Mega Starbirth Cluster Is Biggest, Brightest And Hottest Ever Seen
A mysterious arc of light found behind a distant cluster of galaxies has turned out to be the biggest, brightest and hottest star-forming region ever seen in space.
The so-called Lynx Arc is one million times brighter than the well-known Orion Nebula, a nearby prototypical starbirth region visible with small telescopes. The newly identified super-cluster contains a million blue-white stars that are twice as hot as similar stars in our Milky Way galaxy. It is a rarely glimpsed example of the early days of the Universe where furious firestorms of starbirth blazed across the skies. The spectacular clusters opulence is dimmed when seen from Earth only by the fact that it is 12 000 million light years away.
The discovery of this unique and tantalising object was the result of a systematic study of distant clusters of galaxies carried out with major X-ray, optical and infrared telescopes, including the NASA/ESA Hubble Space Telescope, ROSAT and the Keck Telescopes. Bob Fosbury, of the European Space Agencys Space Telescope-European Coordinating Facility in Germany, and a team of international co-authors report the discovery in the 20 October 2003 issue of the Astrophysical Journal.

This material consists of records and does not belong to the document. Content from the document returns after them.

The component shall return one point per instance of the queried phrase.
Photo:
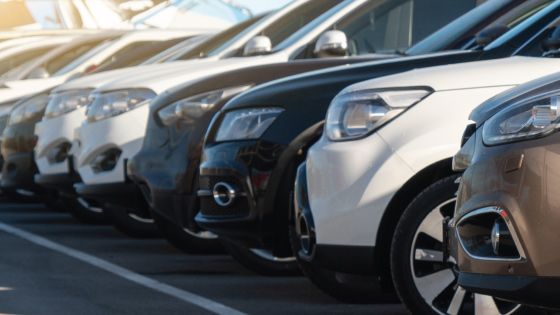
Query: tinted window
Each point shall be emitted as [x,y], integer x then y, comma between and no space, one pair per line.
[218,40]
[285,26]
[460,33]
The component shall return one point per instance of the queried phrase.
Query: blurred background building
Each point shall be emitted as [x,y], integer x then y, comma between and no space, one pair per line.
[111,14]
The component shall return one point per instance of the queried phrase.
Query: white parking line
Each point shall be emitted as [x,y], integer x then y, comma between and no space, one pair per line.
[183,295]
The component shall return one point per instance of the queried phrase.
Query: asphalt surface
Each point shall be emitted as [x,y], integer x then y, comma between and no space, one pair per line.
[51,264]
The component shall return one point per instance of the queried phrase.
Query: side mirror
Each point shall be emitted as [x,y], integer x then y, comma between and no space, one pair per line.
[39,73]
[551,45]
[75,76]
[331,44]
[488,35]
[258,45]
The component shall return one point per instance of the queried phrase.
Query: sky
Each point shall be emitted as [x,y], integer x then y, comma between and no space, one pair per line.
[258,6]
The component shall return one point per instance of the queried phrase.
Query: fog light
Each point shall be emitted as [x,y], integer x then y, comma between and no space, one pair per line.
[224,194]
[502,241]
[487,234]
[106,161]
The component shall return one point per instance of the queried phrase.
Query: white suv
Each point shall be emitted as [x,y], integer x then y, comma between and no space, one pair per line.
[378,183]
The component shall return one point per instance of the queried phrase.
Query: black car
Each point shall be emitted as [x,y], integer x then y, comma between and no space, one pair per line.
[258,139]
[169,180]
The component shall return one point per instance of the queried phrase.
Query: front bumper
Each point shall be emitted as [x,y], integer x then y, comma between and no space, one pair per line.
[53,133]
[341,258]
[19,166]
[125,195]
[62,182]
[123,134]
[166,169]
[18,172]
[249,167]
[522,179]
[528,290]
[350,185]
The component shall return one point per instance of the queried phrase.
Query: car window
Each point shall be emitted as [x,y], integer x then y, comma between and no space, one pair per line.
[218,40]
[75,57]
[522,25]
[388,26]
[290,23]
[134,54]
[460,34]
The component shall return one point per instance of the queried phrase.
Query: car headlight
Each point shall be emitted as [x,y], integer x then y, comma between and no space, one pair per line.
[525,120]
[105,105]
[246,124]
[67,101]
[194,107]
[355,114]
[28,109]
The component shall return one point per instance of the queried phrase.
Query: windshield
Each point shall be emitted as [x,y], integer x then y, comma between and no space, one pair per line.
[177,50]
[76,57]
[221,39]
[176,14]
[525,23]
[383,26]
[134,54]
[286,25]
[12,64]
[461,33]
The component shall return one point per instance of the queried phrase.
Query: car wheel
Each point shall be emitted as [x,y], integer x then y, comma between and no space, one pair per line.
[53,201]
[425,284]
[190,241]
[85,211]
[348,288]
[261,261]
[131,224]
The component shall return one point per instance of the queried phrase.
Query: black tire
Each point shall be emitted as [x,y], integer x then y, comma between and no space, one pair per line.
[257,263]
[348,288]
[183,240]
[412,234]
[123,221]
[53,201]
[83,213]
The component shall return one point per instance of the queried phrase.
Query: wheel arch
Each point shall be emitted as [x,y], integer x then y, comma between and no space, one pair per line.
[404,196]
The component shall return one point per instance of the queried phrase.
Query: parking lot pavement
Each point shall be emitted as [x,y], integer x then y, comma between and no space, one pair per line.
[51,264]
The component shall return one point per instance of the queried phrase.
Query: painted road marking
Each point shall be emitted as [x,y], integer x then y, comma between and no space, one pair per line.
[150,283]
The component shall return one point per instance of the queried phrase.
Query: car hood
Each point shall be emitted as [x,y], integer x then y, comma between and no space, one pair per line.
[14,90]
[168,77]
[531,89]
[96,80]
[478,74]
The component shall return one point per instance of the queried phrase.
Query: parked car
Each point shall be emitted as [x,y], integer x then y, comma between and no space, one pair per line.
[260,167]
[17,52]
[20,138]
[66,112]
[295,36]
[505,222]
[76,58]
[169,181]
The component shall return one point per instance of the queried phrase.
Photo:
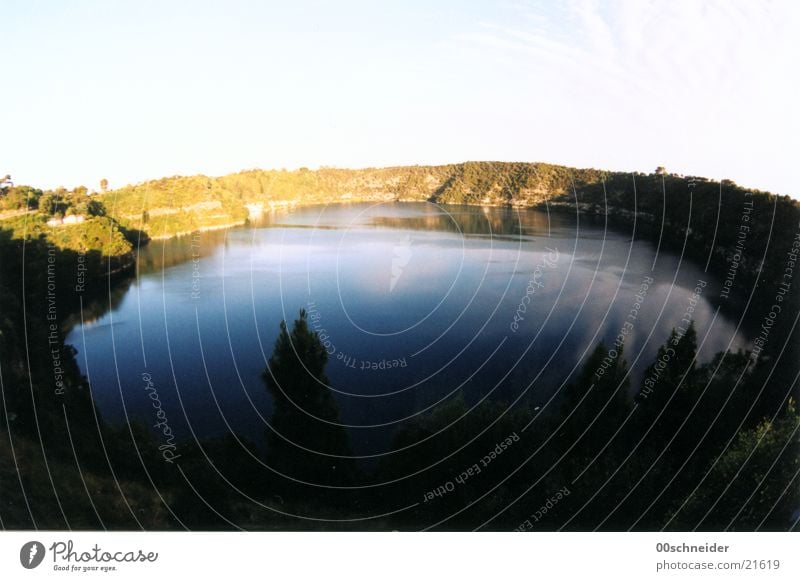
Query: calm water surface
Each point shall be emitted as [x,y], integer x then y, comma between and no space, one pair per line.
[415,303]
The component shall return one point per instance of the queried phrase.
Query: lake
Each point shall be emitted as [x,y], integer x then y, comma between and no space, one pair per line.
[415,303]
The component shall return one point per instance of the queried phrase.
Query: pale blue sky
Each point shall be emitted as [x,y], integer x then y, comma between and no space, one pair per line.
[131,90]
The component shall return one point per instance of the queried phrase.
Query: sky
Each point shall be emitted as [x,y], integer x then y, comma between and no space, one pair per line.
[136,90]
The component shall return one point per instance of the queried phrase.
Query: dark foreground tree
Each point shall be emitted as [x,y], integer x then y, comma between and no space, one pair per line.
[305,442]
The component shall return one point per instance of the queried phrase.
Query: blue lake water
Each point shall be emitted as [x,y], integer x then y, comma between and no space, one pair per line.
[415,303]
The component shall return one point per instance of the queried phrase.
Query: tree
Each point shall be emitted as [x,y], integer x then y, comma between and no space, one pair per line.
[304,441]
[752,484]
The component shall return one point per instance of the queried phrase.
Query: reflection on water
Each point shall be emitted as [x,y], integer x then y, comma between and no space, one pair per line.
[415,304]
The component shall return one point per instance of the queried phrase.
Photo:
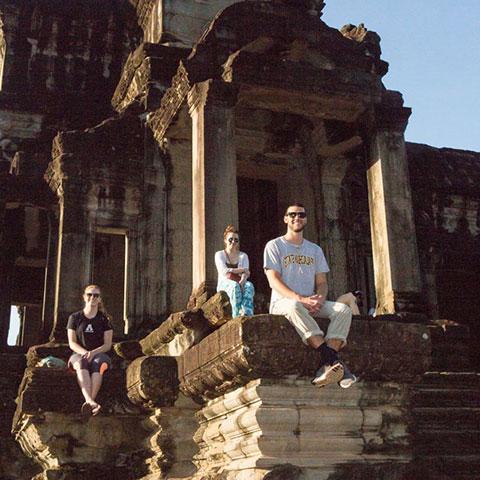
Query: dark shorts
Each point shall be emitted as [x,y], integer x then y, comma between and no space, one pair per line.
[94,365]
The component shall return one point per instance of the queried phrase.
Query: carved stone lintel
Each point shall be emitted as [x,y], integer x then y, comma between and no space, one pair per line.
[200,295]
[217,309]
[160,120]
[212,92]
[391,115]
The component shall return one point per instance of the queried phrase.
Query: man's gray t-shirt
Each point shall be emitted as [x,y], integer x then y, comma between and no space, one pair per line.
[297,265]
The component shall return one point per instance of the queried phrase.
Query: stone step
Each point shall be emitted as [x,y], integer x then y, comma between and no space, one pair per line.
[466,380]
[447,442]
[446,397]
[459,418]
[458,467]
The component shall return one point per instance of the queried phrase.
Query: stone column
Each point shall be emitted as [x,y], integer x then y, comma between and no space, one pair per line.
[75,242]
[6,265]
[50,274]
[395,256]
[332,238]
[214,173]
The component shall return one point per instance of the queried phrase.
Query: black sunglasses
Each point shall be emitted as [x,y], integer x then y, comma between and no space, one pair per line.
[296,214]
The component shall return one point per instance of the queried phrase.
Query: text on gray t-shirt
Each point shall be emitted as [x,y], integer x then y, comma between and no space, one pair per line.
[297,265]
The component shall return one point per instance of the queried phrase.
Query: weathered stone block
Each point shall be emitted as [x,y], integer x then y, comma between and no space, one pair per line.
[38,384]
[267,346]
[128,350]
[176,334]
[200,295]
[217,309]
[152,381]
[269,427]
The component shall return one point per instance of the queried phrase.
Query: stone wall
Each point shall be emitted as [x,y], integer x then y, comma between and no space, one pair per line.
[179,256]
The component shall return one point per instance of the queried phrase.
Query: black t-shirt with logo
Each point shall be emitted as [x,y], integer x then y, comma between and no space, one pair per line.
[89,330]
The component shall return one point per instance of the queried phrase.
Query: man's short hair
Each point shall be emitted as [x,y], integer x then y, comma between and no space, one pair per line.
[294,204]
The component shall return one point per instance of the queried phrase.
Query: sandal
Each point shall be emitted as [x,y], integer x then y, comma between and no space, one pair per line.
[86,410]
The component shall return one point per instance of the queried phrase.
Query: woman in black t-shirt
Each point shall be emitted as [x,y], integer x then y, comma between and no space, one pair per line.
[90,336]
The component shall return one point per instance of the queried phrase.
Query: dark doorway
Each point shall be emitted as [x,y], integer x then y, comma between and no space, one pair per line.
[109,274]
[258,223]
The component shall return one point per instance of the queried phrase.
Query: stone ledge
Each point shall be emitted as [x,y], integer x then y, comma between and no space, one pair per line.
[267,346]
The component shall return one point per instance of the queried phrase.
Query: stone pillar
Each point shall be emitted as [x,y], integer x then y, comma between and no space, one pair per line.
[395,256]
[332,238]
[75,242]
[6,265]
[48,311]
[214,173]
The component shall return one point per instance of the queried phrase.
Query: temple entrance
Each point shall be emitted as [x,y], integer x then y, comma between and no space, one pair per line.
[258,223]
[109,272]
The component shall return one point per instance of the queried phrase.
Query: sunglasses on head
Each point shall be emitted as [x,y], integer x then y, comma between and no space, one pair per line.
[296,214]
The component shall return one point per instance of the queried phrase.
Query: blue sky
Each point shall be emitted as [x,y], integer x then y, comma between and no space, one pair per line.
[433,48]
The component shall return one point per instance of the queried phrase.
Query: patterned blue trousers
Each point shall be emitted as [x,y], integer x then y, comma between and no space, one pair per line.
[242,302]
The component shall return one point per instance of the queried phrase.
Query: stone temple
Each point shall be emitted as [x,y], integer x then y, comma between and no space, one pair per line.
[131,133]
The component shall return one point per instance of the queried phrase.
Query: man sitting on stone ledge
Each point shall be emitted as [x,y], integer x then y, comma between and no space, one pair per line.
[296,271]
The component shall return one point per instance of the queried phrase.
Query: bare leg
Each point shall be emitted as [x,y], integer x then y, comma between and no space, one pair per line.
[85,383]
[350,300]
[96,384]
[315,341]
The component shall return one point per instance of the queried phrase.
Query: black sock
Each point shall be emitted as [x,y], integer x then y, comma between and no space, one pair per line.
[328,355]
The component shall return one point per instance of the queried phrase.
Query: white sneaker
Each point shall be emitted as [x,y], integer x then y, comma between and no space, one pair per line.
[328,374]
[348,378]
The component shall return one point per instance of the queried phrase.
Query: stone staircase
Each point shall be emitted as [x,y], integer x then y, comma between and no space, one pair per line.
[446,412]
[13,463]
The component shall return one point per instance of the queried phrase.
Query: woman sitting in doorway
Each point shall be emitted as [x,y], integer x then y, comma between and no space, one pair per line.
[90,336]
[233,272]
[353,300]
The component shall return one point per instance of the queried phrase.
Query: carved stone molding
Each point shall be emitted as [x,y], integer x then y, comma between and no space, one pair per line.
[152,382]
[268,423]
[267,346]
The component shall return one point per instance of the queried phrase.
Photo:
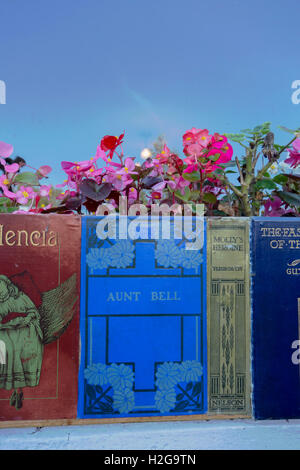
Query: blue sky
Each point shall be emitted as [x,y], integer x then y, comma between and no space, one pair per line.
[76,70]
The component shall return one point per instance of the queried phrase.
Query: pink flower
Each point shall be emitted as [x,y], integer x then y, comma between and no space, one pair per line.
[45,191]
[108,159]
[191,168]
[24,194]
[13,168]
[294,154]
[66,194]
[43,171]
[273,207]
[5,150]
[132,195]
[5,185]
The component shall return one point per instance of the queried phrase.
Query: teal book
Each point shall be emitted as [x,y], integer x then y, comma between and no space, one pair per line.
[275,255]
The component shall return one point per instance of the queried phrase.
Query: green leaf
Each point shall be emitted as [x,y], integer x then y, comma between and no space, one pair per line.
[193,177]
[4,200]
[214,157]
[184,197]
[280,179]
[228,165]
[210,198]
[27,177]
[292,199]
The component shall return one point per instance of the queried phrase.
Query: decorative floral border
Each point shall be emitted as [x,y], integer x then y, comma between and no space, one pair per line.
[167,254]
[101,380]
[178,387]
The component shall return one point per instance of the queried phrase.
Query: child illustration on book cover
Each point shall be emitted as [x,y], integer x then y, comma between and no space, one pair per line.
[29,320]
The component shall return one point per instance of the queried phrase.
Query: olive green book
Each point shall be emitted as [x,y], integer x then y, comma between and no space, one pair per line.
[228,316]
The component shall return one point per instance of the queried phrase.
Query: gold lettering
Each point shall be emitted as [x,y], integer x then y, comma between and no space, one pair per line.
[9,235]
[52,236]
[20,237]
[32,235]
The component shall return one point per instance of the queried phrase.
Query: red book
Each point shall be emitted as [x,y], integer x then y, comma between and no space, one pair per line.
[39,316]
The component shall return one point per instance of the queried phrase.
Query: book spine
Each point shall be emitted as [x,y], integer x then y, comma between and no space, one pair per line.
[228,316]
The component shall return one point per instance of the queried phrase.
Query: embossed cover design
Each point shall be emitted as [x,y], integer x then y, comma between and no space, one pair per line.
[39,316]
[228,316]
[143,327]
[276,317]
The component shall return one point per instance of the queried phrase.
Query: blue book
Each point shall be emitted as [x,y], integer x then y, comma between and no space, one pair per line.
[143,322]
[275,255]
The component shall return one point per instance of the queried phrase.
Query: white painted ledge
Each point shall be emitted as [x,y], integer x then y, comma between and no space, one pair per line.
[196,435]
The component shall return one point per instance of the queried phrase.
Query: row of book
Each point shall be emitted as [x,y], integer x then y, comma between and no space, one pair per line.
[103,318]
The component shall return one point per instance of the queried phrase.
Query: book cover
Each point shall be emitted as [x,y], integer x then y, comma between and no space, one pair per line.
[275,255]
[228,316]
[143,325]
[39,316]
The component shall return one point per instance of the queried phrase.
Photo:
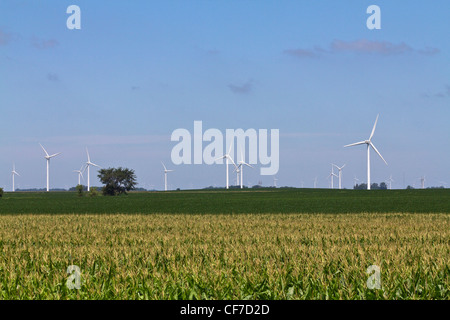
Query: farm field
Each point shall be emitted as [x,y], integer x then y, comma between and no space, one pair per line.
[214,254]
[233,201]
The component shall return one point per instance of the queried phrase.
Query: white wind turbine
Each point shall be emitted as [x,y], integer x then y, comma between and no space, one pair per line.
[88,165]
[332,175]
[14,173]
[340,174]
[48,157]
[422,182]
[369,144]
[240,168]
[80,173]
[165,176]
[355,179]
[226,157]
[390,180]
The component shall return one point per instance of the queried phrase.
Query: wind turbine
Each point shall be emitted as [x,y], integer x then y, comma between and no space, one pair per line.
[369,144]
[422,182]
[226,157]
[332,175]
[240,168]
[444,184]
[80,173]
[88,165]
[14,173]
[390,180]
[340,174]
[165,176]
[355,179]
[48,157]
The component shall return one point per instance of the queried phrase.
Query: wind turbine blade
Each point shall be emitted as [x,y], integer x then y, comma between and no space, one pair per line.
[355,144]
[245,163]
[378,152]
[44,150]
[231,146]
[54,155]
[374,126]
[228,156]
[87,152]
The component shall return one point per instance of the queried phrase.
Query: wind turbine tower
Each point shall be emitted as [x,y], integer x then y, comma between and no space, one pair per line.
[165,176]
[369,144]
[14,173]
[340,174]
[88,165]
[227,157]
[48,157]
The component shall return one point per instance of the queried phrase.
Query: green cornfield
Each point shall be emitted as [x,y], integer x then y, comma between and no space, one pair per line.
[225,256]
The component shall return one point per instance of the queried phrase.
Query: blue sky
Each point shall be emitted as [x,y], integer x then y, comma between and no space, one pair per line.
[138,70]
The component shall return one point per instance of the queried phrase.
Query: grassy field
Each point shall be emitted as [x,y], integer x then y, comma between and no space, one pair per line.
[234,201]
[228,249]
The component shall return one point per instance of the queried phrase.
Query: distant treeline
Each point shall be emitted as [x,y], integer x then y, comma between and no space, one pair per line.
[71,189]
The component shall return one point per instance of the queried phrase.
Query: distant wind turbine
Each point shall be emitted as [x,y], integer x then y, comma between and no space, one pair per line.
[48,157]
[390,180]
[355,179]
[80,173]
[240,168]
[332,175]
[14,173]
[369,144]
[165,176]
[422,182]
[340,174]
[227,157]
[88,165]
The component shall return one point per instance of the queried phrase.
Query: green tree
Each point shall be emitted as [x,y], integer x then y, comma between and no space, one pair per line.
[117,180]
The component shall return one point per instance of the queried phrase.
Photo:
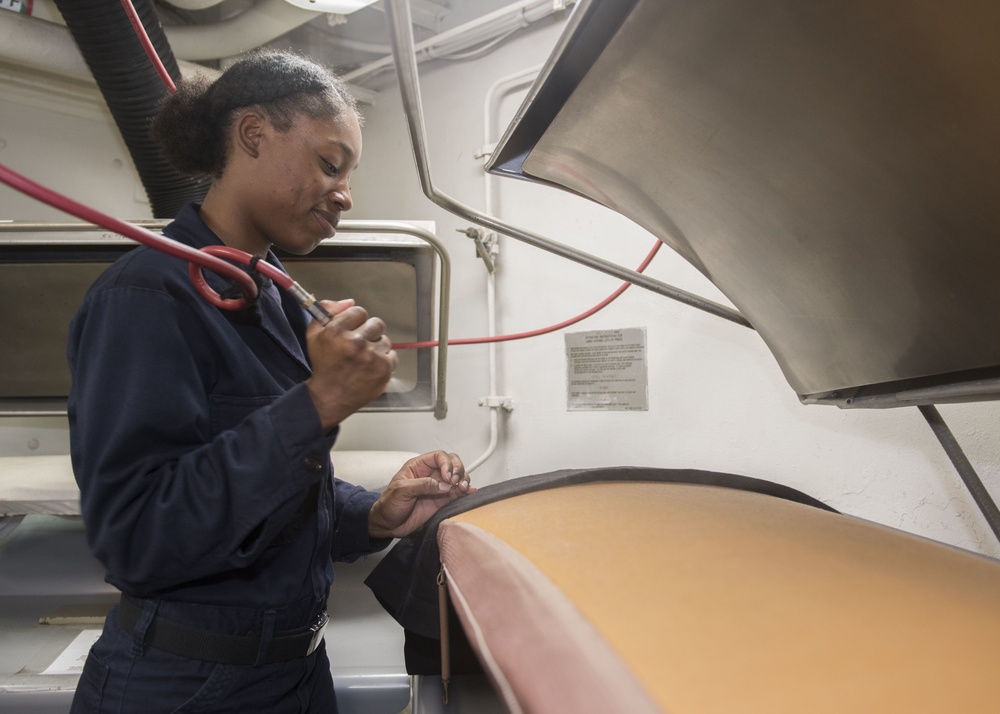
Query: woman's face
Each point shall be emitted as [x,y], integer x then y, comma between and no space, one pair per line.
[301,182]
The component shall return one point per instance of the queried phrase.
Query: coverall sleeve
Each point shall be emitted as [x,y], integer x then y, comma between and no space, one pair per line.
[185,471]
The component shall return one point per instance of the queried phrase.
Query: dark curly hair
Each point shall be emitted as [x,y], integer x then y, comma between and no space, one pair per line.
[192,123]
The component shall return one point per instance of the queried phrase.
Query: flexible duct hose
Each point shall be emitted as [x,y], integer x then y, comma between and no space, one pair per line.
[132,90]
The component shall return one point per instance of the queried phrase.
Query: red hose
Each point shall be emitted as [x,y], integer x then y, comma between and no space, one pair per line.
[147,45]
[545,330]
[205,258]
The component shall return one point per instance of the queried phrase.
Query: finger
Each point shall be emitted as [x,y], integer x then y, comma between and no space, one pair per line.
[445,467]
[335,307]
[460,477]
[373,329]
[350,318]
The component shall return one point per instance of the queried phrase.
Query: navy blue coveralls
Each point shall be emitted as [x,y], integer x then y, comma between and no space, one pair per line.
[206,489]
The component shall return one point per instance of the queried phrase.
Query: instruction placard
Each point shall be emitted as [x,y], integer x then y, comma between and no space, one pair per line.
[607,370]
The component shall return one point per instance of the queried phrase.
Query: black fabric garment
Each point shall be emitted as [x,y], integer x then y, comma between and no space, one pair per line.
[405,582]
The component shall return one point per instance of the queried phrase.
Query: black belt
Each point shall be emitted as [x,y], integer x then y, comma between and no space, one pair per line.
[209,646]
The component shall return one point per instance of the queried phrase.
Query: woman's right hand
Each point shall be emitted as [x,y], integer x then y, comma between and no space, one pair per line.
[352,361]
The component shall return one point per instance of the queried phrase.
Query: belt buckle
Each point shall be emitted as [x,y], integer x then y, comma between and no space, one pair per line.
[318,629]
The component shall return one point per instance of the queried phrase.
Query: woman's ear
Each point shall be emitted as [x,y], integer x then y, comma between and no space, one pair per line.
[250,126]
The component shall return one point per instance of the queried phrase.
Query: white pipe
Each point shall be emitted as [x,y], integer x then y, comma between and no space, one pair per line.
[513,16]
[252,28]
[193,4]
[491,108]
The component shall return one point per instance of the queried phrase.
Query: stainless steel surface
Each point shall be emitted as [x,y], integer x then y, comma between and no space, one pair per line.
[832,166]
[397,12]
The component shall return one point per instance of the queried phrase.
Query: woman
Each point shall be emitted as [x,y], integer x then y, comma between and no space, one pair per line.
[201,437]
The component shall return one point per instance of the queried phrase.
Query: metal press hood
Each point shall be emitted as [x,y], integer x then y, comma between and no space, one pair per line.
[833,166]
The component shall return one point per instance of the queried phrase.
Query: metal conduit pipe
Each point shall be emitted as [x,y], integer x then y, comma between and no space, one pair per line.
[490,109]
[398,15]
[482,29]
[132,89]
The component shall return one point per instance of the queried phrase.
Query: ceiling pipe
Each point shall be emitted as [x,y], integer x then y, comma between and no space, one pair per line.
[264,22]
[193,4]
[48,47]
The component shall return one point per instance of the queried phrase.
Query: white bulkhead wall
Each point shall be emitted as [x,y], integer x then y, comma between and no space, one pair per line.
[717,399]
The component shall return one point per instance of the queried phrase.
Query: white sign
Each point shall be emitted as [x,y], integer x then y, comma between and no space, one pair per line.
[607,370]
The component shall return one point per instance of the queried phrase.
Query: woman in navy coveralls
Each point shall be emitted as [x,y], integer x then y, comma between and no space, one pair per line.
[200,437]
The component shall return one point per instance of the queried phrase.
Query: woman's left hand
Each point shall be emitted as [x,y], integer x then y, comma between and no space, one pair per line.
[416,492]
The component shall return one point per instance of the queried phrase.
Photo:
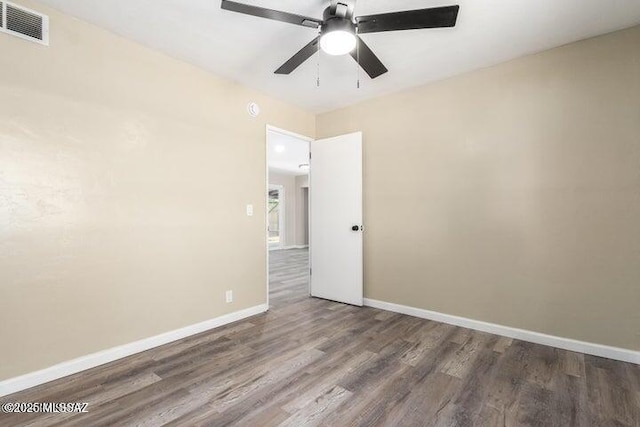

The mega-cluster of stars appears as a puzzling red arc behind a distant galaxy cluster 5400 million light-years away in the northern constellation of Lynx. The arc is the stretched and magnified image of a mysterious celestial object about 12 000 million light-years away (at a redshift of 3.36), far beyond the cluster of galaxies. This means that the remote source existed when the Universe was less than 2000 million years old.
Fosbury and colleagues first tried to identify the arc by analysing the light from the object, but the team was not able to recognise the pattern of colours in the spectral signature of the remote object. While looking for matches with the colour spectrum, Fosbury realised that the light was related to that of the nearby Orion Nebula, a star-forming region in our own Milky Way. However where the Orion Nebula is powered by only four hot and bright blue stars, the Lynx Arc must contain around a million such stars!
Furthermore, the spectrum shows that the stars in the Lynx Arc are more than twice as hot as the Orion Nebulas central stars, with surface temperatures up to 80 000°C. Though there are much bigger and brighter star-forming regions than the Orion Nebula in our local Universe, none are as bright as the Lynx Arc, nor do they contain such large numbers of hot stars.
Even the most massive, normal nearby stars are no hotter than around 40 000°C. However, stars forming from the original, pristine gas in the early Universe can be more massive and consequently much hotter – perhaps up to 120 000°C. The earliest stars may have been as much as several hundred solar masses, but the chemical make-up of the Universe today prevents stars from forming beyond about 100 solar masses.
Such primordial super-hot stars are thought to be the first luminous objects to condense after the Big Bang cooled. Astronomers believe that these first monster stars formed considerably earlier than the Lynx Arc – up to 1800 million years earlier. “This remarkable object is the closest we have come so far to seeing what such primordial objects might look like when our telescopes become powerful enough to see them,” says Fosbury. The desire to find and study the first luminous objects in the Universe is the main scientific drive behind the construction of the NASA/ESA/CSA James Webb Space Telescope, scheduled for launch in 2011.